Oliver Cornely and Roman-Ulrich Müller are also working on minimizing bureaucracy. For example, urgent research proposals just sit in people’s inboxes. “We don’t want to accelerate development at the expense of patient safety,” they both agree. But to date, the German authorities and the Ethics Committee have not prioritized submitted studies; rather, they process them according to the date of receipt. “If such submissions were answered immediately, drugs could be developed more quickly,” Cornely warns. And Müller adds in general: “Purely in terms of the administrative process, we are experiencing major delays.”

Thankfully, artificial intelligence is speeding up processes elsewhere. This is where CECAD comes in. Researchers setting up a new trial will find tens of thousands of anonymized datasets from disease-specific cohorts as well as comparative values from healthy test subjects. The fund extends to ‘real-world evidence’, the practical testing of new therapeutic approaches. Artificial intelligence analyses and links image data, laboratory values, genomics, doctors’ letters, and progress data. This helps AI identify predictive markers, potential drug candidates, and possible side effects more quickly.

Cornely and his team also use AI to develop practical treatment guidelines.

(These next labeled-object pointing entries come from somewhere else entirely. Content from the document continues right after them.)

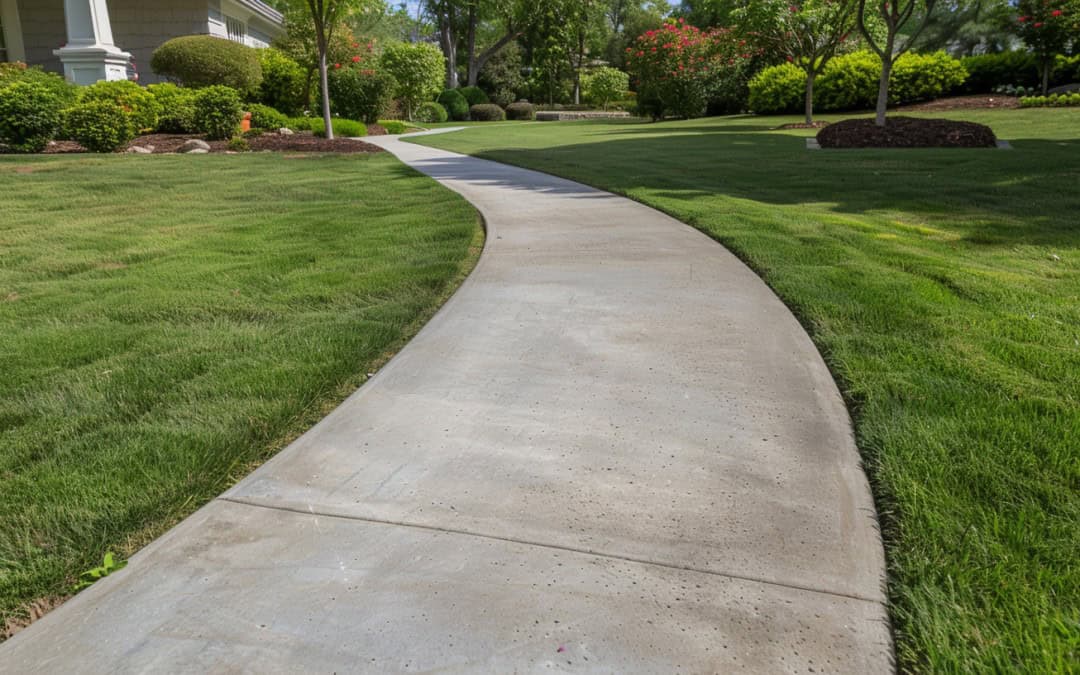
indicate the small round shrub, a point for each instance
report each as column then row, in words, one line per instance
column 474, row 95
column 265, row 117
column 778, row 90
column 361, row 93
column 487, row 112
column 99, row 124
column 431, row 113
column 521, row 110
column 456, row 105
column 217, row 112
column 29, row 116
column 283, row 82
column 137, row 102
column 205, row 61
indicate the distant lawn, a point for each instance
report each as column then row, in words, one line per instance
column 944, row 289
column 166, row 323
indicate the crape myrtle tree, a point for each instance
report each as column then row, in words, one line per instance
column 807, row 32
column 902, row 22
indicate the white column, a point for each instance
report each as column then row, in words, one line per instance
column 90, row 54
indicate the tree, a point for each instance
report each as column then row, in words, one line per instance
column 807, row 32
column 418, row 68
column 898, row 17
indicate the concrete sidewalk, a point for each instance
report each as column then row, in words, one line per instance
column 612, row 450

They want to understand how effective new therapies are for doctors and carers. “That’s why we develop handouts for each new guideline in the form of apps or pocket cards in multiple languages,” says Cornely. ”This allows us to measure the utilization and guideline compliance of all those involved, and to derive the quality of treatment.” Thanks to feedback provided directly in the app, his team can quickly identify which recommendations need to be readjusted in the workflow. This project is also making waves far beyond the Rhine. “We are in constant contact with colleagues in 96 countries through our scientific networks,” Cornely is proud to report.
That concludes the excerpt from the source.